Ex injuria jus non oritur
(Latin – Right can not arise from offense)
In modern international law state territory (including the airspace and territorial sea), together with the government and the public at its borders is a physical and social meaning of the state as a subject of international law. An integral part of national sovereignty is territorial supremacy - providing by the state of higher and undivided power within its territory.
According to the rules and principles of modern public international law the territorial rule of any state has such items as imperium and dominium. Thus imperium means the providing of the sovereign power of the state within its territory and dominium - simultaneously public and legal ownership of the territory.
As territorial sovereign the state alone shall decide all questions relating to the administrative and territorial division, establishment of national law enforcement, determination of the legal regime of each part of its territory. Only the will of the state rules the existence and activities of any foreign element within its territory.
Sphere of territorial rule of states defined by a border. Thus, the borders set limits to state territory. With its internal law the state establishes the legal regime in the border areas: the order of the state border protection, its modes, regulates the conditions of entry / exit, staying in the border areas.
According to the Constitution of Ukraine and the relevant rules of international lawthe Autonomous Republic of Crimea is an integral part of Ukraine and one of the administrative units of the State of Ukraine.

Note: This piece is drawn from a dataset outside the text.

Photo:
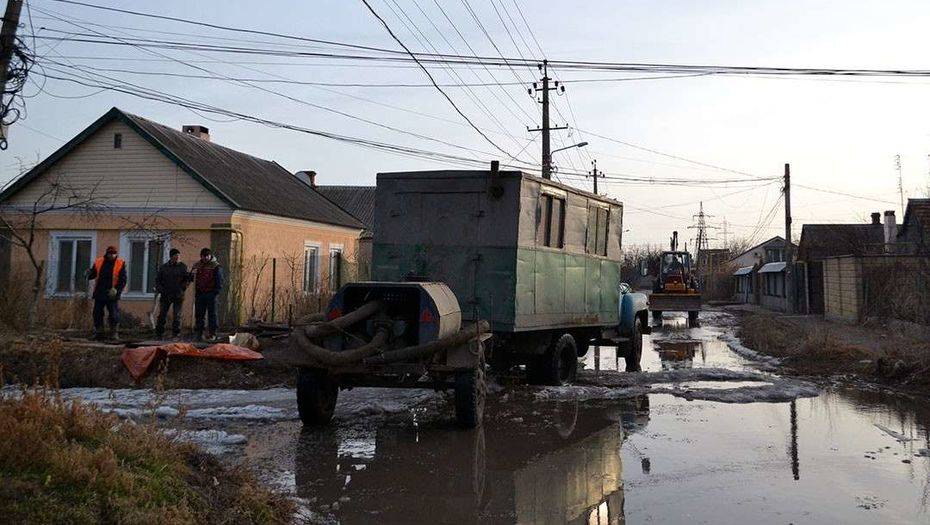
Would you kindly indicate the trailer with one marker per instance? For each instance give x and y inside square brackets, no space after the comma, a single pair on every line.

The decision of the Russia’s Council of Federation on the use of armed forces in the territory of an independent sovereign state is contrary to international law.
Contemporary international law recognizes only the legitimate territorial changes that occur on a voluntary and equal basis, in strict accordance with the provisions of the international agreements on the basis of the sovereign will of the population, ethnic composition, economic community and the historical rights of the parties.
Territorial changes based on respect of the right of peoples to self-determination needed to ensure the integrity of their valid national territories.
Plebiscite in contemporary international relations stands in three ways: 1) as the legal basis of territorial changes, 2) as a concrete means of putting into practice the principle of self-determination of peoples and nations, and 3) as a democratic mean of territorial disputes resolving.
In the first case, the use of the plebiscite is based on the principle of national sovereignty, which establishes the territorial supremacy of the people and nation.
In the second case, the plebiscite is based on the principle of self-determination of peoples and nations and, finally, in the third case – the base is the principle of peaceful settlement of international disputes.
Plebiscite – is an important method of peaceful settlement of territorial disputes. However, its application is possible only after the parties reached an agreement on the cessation of hostilities, armistice in any of the following in Article 33 of the UN Charter way. Resolving the territorial dispute using plebiscite could take place only in case of the consent of both parties.
In modern international law applicable the whole system of people’s will detection. For example, a referendum, resolutions of mass public organizations, protests, polls and more.
Questions submitted to a plebiscite and referendum are very important for the people of the territory, which defines itself. They relate to the national, political, economic interests.
Since the plebiscite and referendum have much in common, they are often taken in a similar sense. Despite the great similarity, these concepts can not be equated. They are two separate institutions of law: a plebiscite – of an international law, referendum – of state law.
The plebiscite receives its law base mainly in international treaties and resolutions of international organizations, and the referendum - in the state constitutions and other legislation. Plebiscite and referendum vary, primarily on the subject of voting. By plebiscite carried determination of peoples and nations and their territorial settlement. It should be taken into account that international legal personality in the proper sense of the word may have (and have) not all, but only a limited number of nations - nations that are not registered as the state, but tend to create them in accordance with international law.
The subjects of the referendum are important matters of state: the establishment of forms of government, election of the President, determination of the form of government, adoption of constitution and its modifications and additions.
However, the actions of the Russian Side can be described as an act of annexation (forcible earning of a certain area).
On the eve of World War II it has been proposed so-called “Stimson doctrine” about the non-recognition of changes on the territory that have occurred through the use of violence, contrary to the requirements of international law to such operations. This approach is contained in the Declaration on Principles of International Law concerning Friendly Relations and Cooperation among States in accordance with the Charter of the United Nations, dated 24 October 1970 ( also: GA / Res. 2625 [XXV], UNYB 1970):
“The territory of the State shall not be the object of acquisition of another State resulting from the threat or use of force. No territorial acquisition resulting from the threat or use of force shall be recognized as legal”.
However, according to the UN Charter (Article 2, paragraph 4), violent change of areas shall be void and has no legal effect. In addition, such actions should be considered as an attempt to launch a military conflict, which is a violation of international law, because it prohibits the use of force or threat of force (other than in case of self-defense), and obliges states to resolve all disputes in peaceful manner.